First off, Vishesh, welcome to the forum.

Your statement sounds like "don't ask the question if you don't want to hear the answer". You want to ask a bunch of MAist's but not someone who's an authority on the issue. What exactly did you have in mind? Start your training with a hernia? Do you really think that's a better idea than getting the surgery in the first place? If you couldn't practice after the surgery, what makes you think you'd last a week before the surgery.

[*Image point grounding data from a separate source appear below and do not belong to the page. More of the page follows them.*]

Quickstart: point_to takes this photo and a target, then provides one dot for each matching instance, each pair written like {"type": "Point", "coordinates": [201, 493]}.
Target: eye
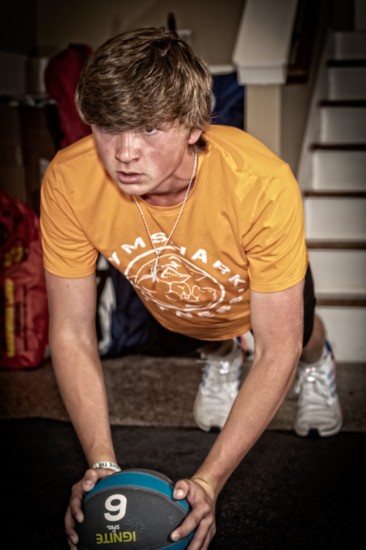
{"type": "Point", "coordinates": [150, 130]}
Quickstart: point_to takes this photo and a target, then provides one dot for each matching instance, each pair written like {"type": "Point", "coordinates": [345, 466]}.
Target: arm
{"type": "Point", "coordinates": [277, 322]}
{"type": "Point", "coordinates": [79, 375]}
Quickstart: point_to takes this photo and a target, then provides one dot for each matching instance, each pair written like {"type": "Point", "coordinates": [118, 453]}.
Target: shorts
{"type": "Point", "coordinates": [164, 343]}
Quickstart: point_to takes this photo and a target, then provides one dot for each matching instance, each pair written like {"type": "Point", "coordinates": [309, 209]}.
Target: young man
{"type": "Point", "coordinates": [207, 225]}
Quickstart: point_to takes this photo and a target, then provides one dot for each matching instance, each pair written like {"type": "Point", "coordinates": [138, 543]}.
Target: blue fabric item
{"type": "Point", "coordinates": [228, 100]}
{"type": "Point", "coordinates": [139, 479]}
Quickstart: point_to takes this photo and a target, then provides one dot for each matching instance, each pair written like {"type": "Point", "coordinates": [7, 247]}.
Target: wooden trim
{"type": "Point", "coordinates": [346, 63]}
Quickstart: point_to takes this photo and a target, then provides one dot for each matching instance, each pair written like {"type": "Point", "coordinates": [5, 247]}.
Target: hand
{"type": "Point", "coordinates": [202, 499]}
{"type": "Point", "coordinates": [74, 512]}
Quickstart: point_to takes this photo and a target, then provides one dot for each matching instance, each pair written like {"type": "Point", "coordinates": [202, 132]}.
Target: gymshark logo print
{"type": "Point", "coordinates": [180, 284]}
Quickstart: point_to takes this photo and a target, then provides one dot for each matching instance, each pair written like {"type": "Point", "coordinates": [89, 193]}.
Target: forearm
{"type": "Point", "coordinates": [80, 379]}
{"type": "Point", "coordinates": [260, 397]}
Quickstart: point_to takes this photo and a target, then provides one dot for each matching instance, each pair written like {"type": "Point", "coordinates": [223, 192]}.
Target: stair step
{"type": "Point", "coordinates": [344, 125]}
{"type": "Point", "coordinates": [346, 79]}
{"type": "Point", "coordinates": [341, 300]}
{"type": "Point", "coordinates": [335, 218]}
{"type": "Point", "coordinates": [350, 45]}
{"type": "Point", "coordinates": [348, 63]}
{"type": "Point", "coordinates": [339, 167]}
{"type": "Point", "coordinates": [340, 271]}
{"type": "Point", "coordinates": [335, 245]}
{"type": "Point", "coordinates": [345, 329]}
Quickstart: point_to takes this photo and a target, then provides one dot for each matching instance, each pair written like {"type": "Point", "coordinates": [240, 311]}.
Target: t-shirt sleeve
{"type": "Point", "coordinates": [67, 252]}
{"type": "Point", "coordinates": [275, 243]}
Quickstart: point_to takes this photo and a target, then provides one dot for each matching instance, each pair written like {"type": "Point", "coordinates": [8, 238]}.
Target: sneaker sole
{"type": "Point", "coordinates": [321, 432]}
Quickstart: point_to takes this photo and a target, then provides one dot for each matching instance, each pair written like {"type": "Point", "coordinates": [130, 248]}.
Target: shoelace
{"type": "Point", "coordinates": [321, 383]}
{"type": "Point", "coordinates": [218, 371]}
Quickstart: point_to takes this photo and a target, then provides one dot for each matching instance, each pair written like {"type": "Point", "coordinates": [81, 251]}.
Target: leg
{"type": "Point", "coordinates": [318, 405]}
{"type": "Point", "coordinates": [313, 350]}
{"type": "Point", "coordinates": [220, 383]}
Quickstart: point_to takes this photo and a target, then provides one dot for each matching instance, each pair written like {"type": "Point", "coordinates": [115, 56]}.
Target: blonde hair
{"type": "Point", "coordinates": [143, 78]}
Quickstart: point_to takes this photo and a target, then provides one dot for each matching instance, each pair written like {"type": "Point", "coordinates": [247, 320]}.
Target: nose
{"type": "Point", "coordinates": [127, 147]}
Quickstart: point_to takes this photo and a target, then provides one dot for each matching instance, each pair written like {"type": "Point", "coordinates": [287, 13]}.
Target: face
{"type": "Point", "coordinates": [152, 162]}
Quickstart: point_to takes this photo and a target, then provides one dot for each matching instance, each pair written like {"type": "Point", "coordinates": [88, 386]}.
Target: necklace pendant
{"type": "Point", "coordinates": [154, 269]}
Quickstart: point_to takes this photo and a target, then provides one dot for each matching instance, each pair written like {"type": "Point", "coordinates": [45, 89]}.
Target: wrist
{"type": "Point", "coordinates": [105, 464]}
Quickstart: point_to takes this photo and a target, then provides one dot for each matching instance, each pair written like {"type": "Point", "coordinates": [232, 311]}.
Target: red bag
{"type": "Point", "coordinates": [61, 78]}
{"type": "Point", "coordinates": [23, 299]}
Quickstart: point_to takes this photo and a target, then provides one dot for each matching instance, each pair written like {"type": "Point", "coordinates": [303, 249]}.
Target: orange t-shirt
{"type": "Point", "coordinates": [242, 228]}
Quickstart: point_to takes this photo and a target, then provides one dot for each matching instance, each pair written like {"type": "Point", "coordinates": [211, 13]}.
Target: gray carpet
{"type": "Point", "coordinates": [146, 391]}
{"type": "Point", "coordinates": [289, 494]}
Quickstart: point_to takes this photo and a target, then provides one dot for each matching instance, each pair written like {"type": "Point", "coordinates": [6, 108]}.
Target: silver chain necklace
{"type": "Point", "coordinates": [158, 252]}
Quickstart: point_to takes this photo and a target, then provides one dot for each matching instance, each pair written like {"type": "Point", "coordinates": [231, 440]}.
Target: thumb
{"type": "Point", "coordinates": [180, 489]}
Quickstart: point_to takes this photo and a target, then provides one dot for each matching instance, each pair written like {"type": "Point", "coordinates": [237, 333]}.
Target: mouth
{"type": "Point", "coordinates": [128, 177]}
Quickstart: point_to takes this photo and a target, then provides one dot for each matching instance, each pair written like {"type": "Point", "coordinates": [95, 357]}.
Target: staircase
{"type": "Point", "coordinates": [332, 176]}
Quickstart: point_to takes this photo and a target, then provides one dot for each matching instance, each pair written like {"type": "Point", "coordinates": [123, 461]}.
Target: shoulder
{"type": "Point", "coordinates": [243, 149]}
{"type": "Point", "coordinates": [76, 170]}
{"type": "Point", "coordinates": [244, 155]}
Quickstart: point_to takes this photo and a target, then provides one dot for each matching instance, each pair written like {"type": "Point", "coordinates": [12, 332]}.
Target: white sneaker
{"type": "Point", "coordinates": [218, 388]}
{"type": "Point", "coordinates": [318, 405]}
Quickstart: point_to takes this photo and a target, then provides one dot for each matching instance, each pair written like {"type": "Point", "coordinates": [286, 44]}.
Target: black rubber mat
{"type": "Point", "coordinates": [289, 493]}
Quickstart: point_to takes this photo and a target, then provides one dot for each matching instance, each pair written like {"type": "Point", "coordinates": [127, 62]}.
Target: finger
{"type": "Point", "coordinates": [181, 489]}
{"type": "Point", "coordinates": [202, 538]}
{"type": "Point", "coordinates": [201, 516]}
{"type": "Point", "coordinates": [72, 537]}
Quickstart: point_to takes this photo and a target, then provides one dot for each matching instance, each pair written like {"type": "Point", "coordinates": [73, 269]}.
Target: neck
{"type": "Point", "coordinates": [176, 191]}
{"type": "Point", "coordinates": [171, 198]}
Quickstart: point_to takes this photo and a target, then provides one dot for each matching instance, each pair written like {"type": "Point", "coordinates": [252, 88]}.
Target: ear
{"type": "Point", "coordinates": [194, 136]}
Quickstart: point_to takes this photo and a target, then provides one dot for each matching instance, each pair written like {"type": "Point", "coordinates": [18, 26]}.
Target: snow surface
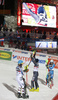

Seek professional advise. I wish you the best and hope everything turns out the way you want.

Regards,


----------



## searcher (Jun 2, 2005)

I had my hernia repaired and competed in a tourney after 8 weeks of recovery.  If you are having bulging you need to go right now and get it fixed.   If it ruptures you are going to be in serious trouble.   Go get it fixed, do the recovery time, then start training.


----------



## vishesh (Jun 3, 2005)

Thanx !!! for the feedback fellows........ i appreciate a lot 
	

	
	
		
		

		
		
	


	




The reason for making this post is that, I realize that i did a Major Mistake once *[ heavy weight lifting without proper guidance ]*...........i don't want to do such mistake again. That's why i was trying to get as much information as i can regarding this matter. 
	

	
	
		
		

		
		
	


	




*Jaymeister*
I am surely gonna do that.

*jfarnsworth*
Gonna do same as u suggested.

*bdparsons*
I can understand what you are saying.......i definitely like to do MA only after successful operation of Hernia, before that i am just gonna do basic workout for neck, arms etc.....
i like to see the doctor now.....

*Andrew Green* 
sorry for that !!!......i agree with you. it is just that i thought someone may had hernia operation before, so he may guide me that whether it is possible to do MA after Hernia Operation or not....
	

	
	
		
		

		
		
	


	




i like ur penguin animation.....Co0o0o0l 
	

	
	
		
		

		
		
	


	





*Mark Weiser*
*Big Thanx* !!! that sounds like a really nice advice......
i very much understand the seriousness of my problem.......so i will be very careful regarding Martial Arts training......
i agree with you regarding that i should tell my MA teacher regarding Hernia Operation.......as it needs special care.

*Gemini*
Hi Gemini......nice to meet you 
	

	
	
		
		

		
		
	


	



i Definitely don't want to start MA classes before solving my Hernia Problem......not at all !!!
i totally agree with you that i need surgery first....... as u suggested, i am gonna do that.
Thanx !!! for you good wishes.....i surely needs it.

*searcher *
this is exactly what i was looking for........*thanx* !!! searcher for replying.....
i am glad to know that after Hernia Operation, it is still possible to do MA...... 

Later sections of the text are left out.